Analysis of energy and major components in chromatographic signals for the diagnosis of prostate cancer

Análisis de energía y de componentes principales en señales cromatográficas para el diagnóstico de cáncer de próstata

Ángelo Joseph Soto-Vergel¹, Luis Enrique Mendoza², Byron Medina-Delgado ^3*

¹Magíster en Educación Matemática, angelo.soto@unipamplona.edu.co ,ORCID 0000-0001-5093-0183 Universidad de Pamplona, Pamplona, Colombia.

²Magister en Ingeniería Biomédica luis.mendoza@unipamplona.edu.co ,ORCID 0000-0002-2012-9448 Universidad de Pamplona, Pamplona, Colombia.

^3* Doctor en Ciencias byronmedina@ufps.edu.co ,ORCID 0000-0003-0754-8629 Universidad Francisco de Paula Santander, Cúcuta, Colombia.

How to cite:
A. Soto-Vergel, L. Mendoza y B. Medina-delgado, “Analysis of energy and major components in chromatographic signals for the diagnosis of prostate cancer”. Respuestas, vol. 24, no. 1, pp. 76-85, 2019.

Received on May 25, 2018; Approved on October 15, 2018

ABSTRACT

The prostate exam is an early detection tool to prevent prostate cancer and the main diagnostic tools for obtaining signs are generally invasive. This article tries chromatographic signals from the urine of prostate cancer patients and control patients as a non-invasive examination proposal. For this purpose, methodologically, urine samples are taken, digitized in chromatograms, treated with mathematical techniques and classified. The mathematical techniques are time normalization, dead time elimination, baseline correction, noise elimination, and peak alignment. Classification techniques analyze energy, in the domain of time and frequency, and the main components in sedimentation graphs and scores. As a result, the chromatographic signal is characterized and identifies the characteristic curve that represents the signal of prostate cancer patients and control patients. The data structure shows a cluster distribution of 88.88% of the vectors for the control patients. In the case of prostate cancer patients, the distribution of data is in clusters around the area defined by control patients. This characterization demarcates signal classification regions to diagnose possible prostate cancer patients, validating the relationship between the chromatographic signal and cancer.

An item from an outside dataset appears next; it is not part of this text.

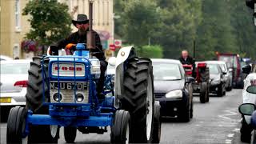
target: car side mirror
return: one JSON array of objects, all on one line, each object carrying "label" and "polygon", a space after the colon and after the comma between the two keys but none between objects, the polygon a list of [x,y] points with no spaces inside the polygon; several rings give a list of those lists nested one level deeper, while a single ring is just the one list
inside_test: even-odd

Keywords:Energy analysis, Principal component, analysis, Prostate cancer, Chromatography, Signal processing.

RESUMEN

El examen de próstata es una herramienta de detección temprana para prevenir el cáncer de próstata y los principales instrumentos diagnósticos para obtener indicios son generalmente invasivos. Este artículo analiza señales cromatográficas provenientes de la orina de pacientes con cáncer de próstata y pacientes control como propuesta de examen no invasivo. Para tal efecto, metodológicamente, se toman muestras de orina, se digitalizan en cromatogramas, se tratan con técnicas matemáticas y se clasifican. Las técnicas matemáticas son normalización de tiempo, eliminación del tiempo muerto, corrección de línea base, eliminación de ruido y alineación de picos. Las técnicas de clasificación analizan la energía, en el dominio del tiempo y frecuencia, y los componentes principales en gráficas de sedimentación y puntuaciones. Como resultado se caracteriza la señal cromatográfica e identifica la curva característica que representa la señal de los pacientes con cáncer de próstata y pacientes control. La estructura de los datos muestra una distribución de conglomerado, del 88,88 % de los vectores, para los pacientes control. Para el caso de los pacientes con cáncer de próstata la distribución de los datos es en conglomerados alrededor de la zona delimitada por los pacientes control. Esta caracterización demarca regiones de clasificación de señales para diagnosticar posibles pacientes con cáncer de próstata, validando la relación existente entre la señal cromatográfica y el cáncer.

Keywords:Análisis de energía, Análisis de componentes principales, Cáncer de próstata, Cromatografía, Procesamiento de señales.

1. Introduction

Prostate cancer is one of the cancers that most affects the male gender today; more than 5% of every million people are affected by this disease; In addition, the early detection tools available to prevent it and the main diagnostic instruments to obtain evidence are generally invasive, with the rectal examination and serum concentration of the specific prostate antigen being the best known. In this sense, [1] identified factors that may be related to the non-performance of the exam such as: fear of cancer, shame, discomfort, pain, low educational level, disinformation of the exam, distrust of medical professionals and concern that the rectal touch may affect masculinity; factors that are expected to be mitigated with this research, taking advantage of the increasing use of new technologies, where applications have been developed to improve health conditions worldwide [2], seeking to make the procedures as effective and as invasive as possible.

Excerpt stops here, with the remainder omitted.